Making Your Shoulder Bolder

Hello Folks!

Hanging out at the gym, especially around the first of the year, you hear a lot of people excited to try an exercise that is new to them.  For too many of them, “I’m really excited to try this new program,” is followed by, “but I don’t know if my shoulder will let me.”

If you’ve ever said that, then this post is for you.

Let’s start with a basic shoulder evaluation:

1)     Find a bare wall.  Yes, it needs to be a wall and not the floor.  If you use the floor, gravity will add too much stretch for some of you.

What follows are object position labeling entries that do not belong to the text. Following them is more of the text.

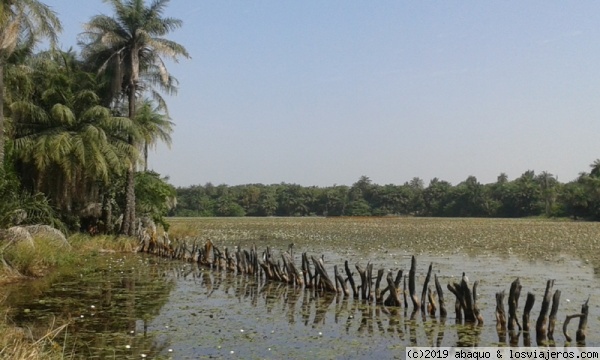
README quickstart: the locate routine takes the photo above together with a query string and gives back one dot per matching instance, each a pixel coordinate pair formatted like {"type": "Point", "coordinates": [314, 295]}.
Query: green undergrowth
{"type": "Point", "coordinates": [47, 256]}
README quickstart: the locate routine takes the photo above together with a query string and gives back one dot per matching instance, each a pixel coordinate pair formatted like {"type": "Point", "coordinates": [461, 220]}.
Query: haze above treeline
{"type": "Point", "coordinates": [529, 195]}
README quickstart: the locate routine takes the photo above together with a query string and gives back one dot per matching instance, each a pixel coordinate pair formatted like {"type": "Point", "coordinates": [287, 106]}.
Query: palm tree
{"type": "Point", "coordinates": [154, 125]}
{"type": "Point", "coordinates": [22, 21]}
{"type": "Point", "coordinates": [128, 45]}
{"type": "Point", "coordinates": [67, 143]}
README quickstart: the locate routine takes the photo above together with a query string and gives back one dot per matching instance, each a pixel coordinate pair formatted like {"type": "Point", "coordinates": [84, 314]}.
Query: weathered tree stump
{"type": "Point", "coordinates": [440, 293]}
{"type": "Point", "coordinates": [393, 298]}
{"type": "Point", "coordinates": [540, 326]}
{"type": "Point", "coordinates": [500, 312]}
{"type": "Point", "coordinates": [581, 329]}
{"type": "Point", "coordinates": [552, 317]}
{"type": "Point", "coordinates": [412, 284]}
{"type": "Point", "coordinates": [350, 279]}
{"type": "Point", "coordinates": [325, 281]}
{"type": "Point", "coordinates": [425, 287]}
{"type": "Point", "coordinates": [513, 304]}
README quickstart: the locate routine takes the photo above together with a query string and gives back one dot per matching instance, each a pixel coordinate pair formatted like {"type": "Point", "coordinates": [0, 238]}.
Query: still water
{"type": "Point", "coordinates": [136, 306]}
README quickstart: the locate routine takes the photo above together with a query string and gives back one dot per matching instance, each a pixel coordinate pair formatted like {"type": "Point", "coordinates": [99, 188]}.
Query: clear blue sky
{"type": "Point", "coordinates": [322, 92]}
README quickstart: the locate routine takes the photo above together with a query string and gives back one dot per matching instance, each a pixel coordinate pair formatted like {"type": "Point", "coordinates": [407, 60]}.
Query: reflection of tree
{"type": "Point", "coordinates": [107, 307]}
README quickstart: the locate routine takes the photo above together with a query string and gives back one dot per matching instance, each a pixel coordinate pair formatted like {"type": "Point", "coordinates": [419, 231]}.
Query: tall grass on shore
{"type": "Point", "coordinates": [19, 343]}
{"type": "Point", "coordinates": [23, 260]}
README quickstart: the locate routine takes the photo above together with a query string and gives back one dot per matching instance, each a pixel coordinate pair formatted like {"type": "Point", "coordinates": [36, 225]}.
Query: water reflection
{"type": "Point", "coordinates": [108, 306]}
{"type": "Point", "coordinates": [313, 308]}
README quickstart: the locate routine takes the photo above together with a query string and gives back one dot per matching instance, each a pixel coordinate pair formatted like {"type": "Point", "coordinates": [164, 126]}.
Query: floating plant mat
{"type": "Point", "coordinates": [219, 314]}
{"type": "Point", "coordinates": [163, 308]}
{"type": "Point", "coordinates": [106, 303]}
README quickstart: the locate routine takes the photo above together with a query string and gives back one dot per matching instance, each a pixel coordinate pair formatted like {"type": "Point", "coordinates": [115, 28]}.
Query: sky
{"type": "Point", "coordinates": [320, 93]}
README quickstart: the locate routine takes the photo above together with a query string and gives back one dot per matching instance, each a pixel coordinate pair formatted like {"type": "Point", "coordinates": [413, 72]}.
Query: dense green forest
{"type": "Point", "coordinates": [75, 127]}
{"type": "Point", "coordinates": [528, 195]}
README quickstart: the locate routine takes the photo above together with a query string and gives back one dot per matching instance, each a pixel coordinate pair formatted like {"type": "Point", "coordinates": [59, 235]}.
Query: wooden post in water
{"type": "Point", "coordinates": [440, 292]}
{"type": "Point", "coordinates": [412, 284]}
{"type": "Point", "coordinates": [425, 286]}
{"type": "Point", "coordinates": [540, 326]}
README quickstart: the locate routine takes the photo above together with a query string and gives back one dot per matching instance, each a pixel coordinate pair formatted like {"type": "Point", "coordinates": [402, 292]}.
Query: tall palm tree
{"type": "Point", "coordinates": [154, 125]}
{"type": "Point", "coordinates": [67, 143]}
{"type": "Point", "coordinates": [129, 44]}
{"type": "Point", "coordinates": [22, 21]}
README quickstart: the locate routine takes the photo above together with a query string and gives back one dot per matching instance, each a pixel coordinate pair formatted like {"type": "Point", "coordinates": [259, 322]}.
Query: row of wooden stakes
{"type": "Point", "coordinates": [392, 293]}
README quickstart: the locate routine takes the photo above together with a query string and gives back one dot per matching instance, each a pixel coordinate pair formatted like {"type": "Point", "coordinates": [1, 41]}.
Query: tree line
{"type": "Point", "coordinates": [529, 195]}
{"type": "Point", "coordinates": [76, 126]}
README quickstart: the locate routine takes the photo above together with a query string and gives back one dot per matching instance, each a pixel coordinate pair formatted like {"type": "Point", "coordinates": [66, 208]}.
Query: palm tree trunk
{"type": "Point", "coordinates": [145, 156]}
{"type": "Point", "coordinates": [128, 226]}
{"type": "Point", "coordinates": [2, 139]}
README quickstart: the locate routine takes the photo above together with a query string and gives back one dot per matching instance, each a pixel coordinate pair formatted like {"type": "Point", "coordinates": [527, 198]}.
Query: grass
{"type": "Point", "coordinates": [21, 261]}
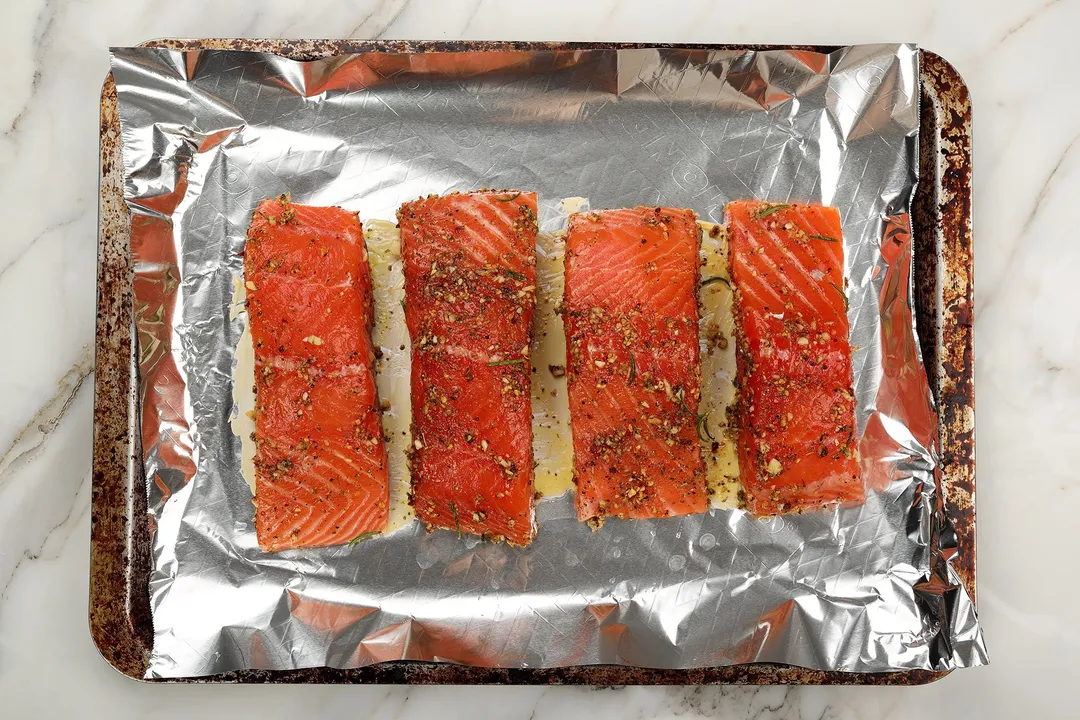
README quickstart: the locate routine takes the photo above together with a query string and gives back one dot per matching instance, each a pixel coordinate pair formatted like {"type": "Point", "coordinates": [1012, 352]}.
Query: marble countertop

2)     Put your back to the wall and keep the back of your head touching the wall too.  If you can’t keep or get your head to the wall, move it as close as you can.  However, that means that some of your shoulder problems are actually posture issues.  For most people, those issues can be fixed.  Continuing on…

3)     Bring your feet back so that your heels are touching the wall.

4)     With your hands hanging at your sides, touch the wall with the backs of your hands and your elbows.

5)     Pack your shoulder blades away from your ears and toward your butt—make sure to keep them packed through the rest of these steps.

6)     Keeping everything mentioned above touching the wall, bring your hands toward your shoulders, and then continue until they are straight in the air (or as high as you can get them with everything continuing to touch the wall.)

7)     Lower your arms (while keeping your hands pointing up) until your elbows are at your sides.

Arms at the side

Arms at the side and touching the wall

Arms over head

Arms over head and touching the wall…our model has some shoulder restrictions that you can easily see in this picture.

The whole process above looks sort of like you’re making “snow angels” if you can go through the full range of motion.  If you can’t do one or more parts of the above, then your exercise is to get to where you can.  You do that by going to a point of discomfort (not pain), and using your muscles to hold you there for a slow count of 20-30.  Rest for up to a minute and repeat it 5 times.  Over a few days to weeks, your movement should continue to improve.  If it doesn’t, there’s a strong change that your shoulder issue is just a symptom of a problem somewhere else.

If you can do the above, then it is time to start adding some resistance.

8)     Go through steps 1-7 above, and at step 7, squeeze your elbows into your side.  Hold that contraction for 20-30 seconds, rest for up to a minute between reps, and repeat it 5 times.  Remember to keep your shoulders packed toward the ground throughout the exercise.

9)     For some, you will want to do step 10 before this one, but for most people that won’t be necessary.  Once you have the above mastered, grab a couple light dumbbells or a couple of water bottles (with the lids tightly sealed) and go through steps 1-6.  When your arms are in the air, hold the weight there for 20-30 seconds.  Keep your shoulders packed and make sure that you keep everything touching throughout the entire exercise.  Continue on to steps 7-8.

10)   Once you’ve mastered 1-9, or if you find 9 too challenging, it is time for the bungee cord (or stretchy bands).  You can do this one while lying on the floor if you don’t have something that is elevated and adequately secure.  Wrap the bungee around something that allows your arm to be at about a 45 degree angle from your head.  (You’ll do one arm at a time for this.)  **Please make sure that whatever you wrap the bungee around will not move, fall, crush you, break something, hurt someone else, etc. when you pull on it, and that the bungee itself is tied securely so it doesn’t come loose and slap you.**

Unpacked shoulder

An unpacked shoulder

Packing the shoulder with resistance from exercise tubing.

Packing the shoulder with resistance from exercise tubing.

This is the only time in any of these exercises when you will allow your shoulder to become unpacked.  You’ll grab the bungee and move away until your shoulder is unpacked.  There won’t be a lot of tension on it, but it will be unpacked.  The exercise is to pull your shoulder back into a packed position against the resistance of the bungee, hold it for 20-30 seconds, and then slowly release back to unpacked.  Repeat 5 times.

Once you are doing well with that version of the exercise, you can add more resistance by keeping your shoulder packed when you first hold the bungee, move away to create tension, and then slowly release your shoulder from packed position before you begin the exercise.

While there is more you can do to keep your shoulders in good working (and playing!) condition, the above will get you started.